I think 2016 will be (and should be) remembered for two things: the putative discovery of the 9th planet in the solar system, and the announcement of the first observation of gravitational waves.
YouTube This video gives a brief introduction to the discovery of gravitational waves, although it omits one important point, which is that EM astronomy cannot directly observe anything older than the CMBR (the first 380 000 years after the Big Bang) whereas GW astronomy has the potential of making observations back to the first seconds.
(Also the peak power output of the black hole merger was 50 times the power output of the visible universe, not 10 times as stated in the video.
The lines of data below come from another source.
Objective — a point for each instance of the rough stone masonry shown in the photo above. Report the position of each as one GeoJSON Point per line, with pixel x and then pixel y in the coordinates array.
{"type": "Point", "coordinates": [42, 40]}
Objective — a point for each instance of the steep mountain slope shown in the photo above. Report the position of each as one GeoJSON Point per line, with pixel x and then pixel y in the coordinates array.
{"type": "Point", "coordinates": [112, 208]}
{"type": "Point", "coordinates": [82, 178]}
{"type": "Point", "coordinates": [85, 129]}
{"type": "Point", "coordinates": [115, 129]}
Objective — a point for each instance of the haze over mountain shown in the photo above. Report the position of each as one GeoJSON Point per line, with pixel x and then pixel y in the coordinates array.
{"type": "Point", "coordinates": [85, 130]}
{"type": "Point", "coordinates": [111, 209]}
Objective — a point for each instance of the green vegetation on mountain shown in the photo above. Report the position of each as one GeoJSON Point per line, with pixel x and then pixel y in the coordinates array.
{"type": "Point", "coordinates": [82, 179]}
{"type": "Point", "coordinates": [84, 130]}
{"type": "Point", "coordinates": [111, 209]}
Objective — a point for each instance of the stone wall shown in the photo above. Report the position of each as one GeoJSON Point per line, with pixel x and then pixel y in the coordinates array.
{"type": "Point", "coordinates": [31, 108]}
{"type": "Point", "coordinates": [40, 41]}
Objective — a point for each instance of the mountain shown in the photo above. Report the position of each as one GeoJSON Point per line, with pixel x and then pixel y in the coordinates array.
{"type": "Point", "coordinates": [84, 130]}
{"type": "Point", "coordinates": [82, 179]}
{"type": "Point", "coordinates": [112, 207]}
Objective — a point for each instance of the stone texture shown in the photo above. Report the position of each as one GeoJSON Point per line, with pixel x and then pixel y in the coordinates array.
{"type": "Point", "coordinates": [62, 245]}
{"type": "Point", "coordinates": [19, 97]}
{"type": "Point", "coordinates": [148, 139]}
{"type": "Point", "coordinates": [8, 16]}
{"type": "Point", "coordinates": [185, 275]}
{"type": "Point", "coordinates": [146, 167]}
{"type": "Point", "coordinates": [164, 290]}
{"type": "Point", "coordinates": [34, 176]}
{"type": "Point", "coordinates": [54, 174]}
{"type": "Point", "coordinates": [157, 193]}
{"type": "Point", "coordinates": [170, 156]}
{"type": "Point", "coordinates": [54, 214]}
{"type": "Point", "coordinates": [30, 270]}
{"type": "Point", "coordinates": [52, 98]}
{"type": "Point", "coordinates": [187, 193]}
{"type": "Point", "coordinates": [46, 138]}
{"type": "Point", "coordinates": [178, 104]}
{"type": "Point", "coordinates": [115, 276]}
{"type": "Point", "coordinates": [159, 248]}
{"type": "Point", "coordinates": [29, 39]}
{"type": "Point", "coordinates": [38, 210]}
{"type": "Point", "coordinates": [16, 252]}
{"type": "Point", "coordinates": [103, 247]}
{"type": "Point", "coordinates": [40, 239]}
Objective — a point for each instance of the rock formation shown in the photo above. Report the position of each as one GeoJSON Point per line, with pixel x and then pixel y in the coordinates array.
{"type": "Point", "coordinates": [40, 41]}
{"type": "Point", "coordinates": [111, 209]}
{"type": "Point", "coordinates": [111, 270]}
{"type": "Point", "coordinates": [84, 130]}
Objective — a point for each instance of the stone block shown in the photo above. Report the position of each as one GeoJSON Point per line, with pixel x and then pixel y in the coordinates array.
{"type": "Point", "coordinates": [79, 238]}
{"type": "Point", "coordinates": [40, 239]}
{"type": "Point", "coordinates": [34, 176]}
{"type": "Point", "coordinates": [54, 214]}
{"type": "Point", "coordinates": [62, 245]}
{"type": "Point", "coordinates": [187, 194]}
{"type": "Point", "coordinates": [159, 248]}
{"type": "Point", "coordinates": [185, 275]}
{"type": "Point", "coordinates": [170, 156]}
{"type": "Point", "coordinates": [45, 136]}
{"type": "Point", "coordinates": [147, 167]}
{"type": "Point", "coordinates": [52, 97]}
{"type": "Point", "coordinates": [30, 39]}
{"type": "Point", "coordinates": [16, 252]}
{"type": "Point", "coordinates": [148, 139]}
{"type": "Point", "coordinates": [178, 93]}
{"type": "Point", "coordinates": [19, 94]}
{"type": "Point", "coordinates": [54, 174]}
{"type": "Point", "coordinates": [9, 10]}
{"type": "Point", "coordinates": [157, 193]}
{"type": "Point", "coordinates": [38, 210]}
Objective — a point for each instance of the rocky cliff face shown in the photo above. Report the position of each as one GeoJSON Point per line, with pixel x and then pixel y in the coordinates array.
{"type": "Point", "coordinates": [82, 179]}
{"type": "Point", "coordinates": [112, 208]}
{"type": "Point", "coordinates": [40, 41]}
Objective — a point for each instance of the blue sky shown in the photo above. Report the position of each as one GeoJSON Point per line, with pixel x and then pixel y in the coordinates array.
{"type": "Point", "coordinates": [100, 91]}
The main uncertainty of this figure is due to the uncertainty of the power of the universe, not of the black hole merger.)
A sample of notable scientific events in 2016 include the discovery of the 49th known Mersenne prime , the first vertical powered landing of a suborbital rocket on a floating platform, the discovery of flowing water on present-day Mars, the first landing on a comet, and the first high quality scientific observations of Pluto.
In other astronomy news, the closest known star to the Sun had its name standardized to Proxima Centauri in August (previously Alpha Centauri C), and a planet in its habitable zone was discovered just 3 days later. It weighs 1.3 Earth masses. The star itself was discovered (and its current name proposed) in 1915.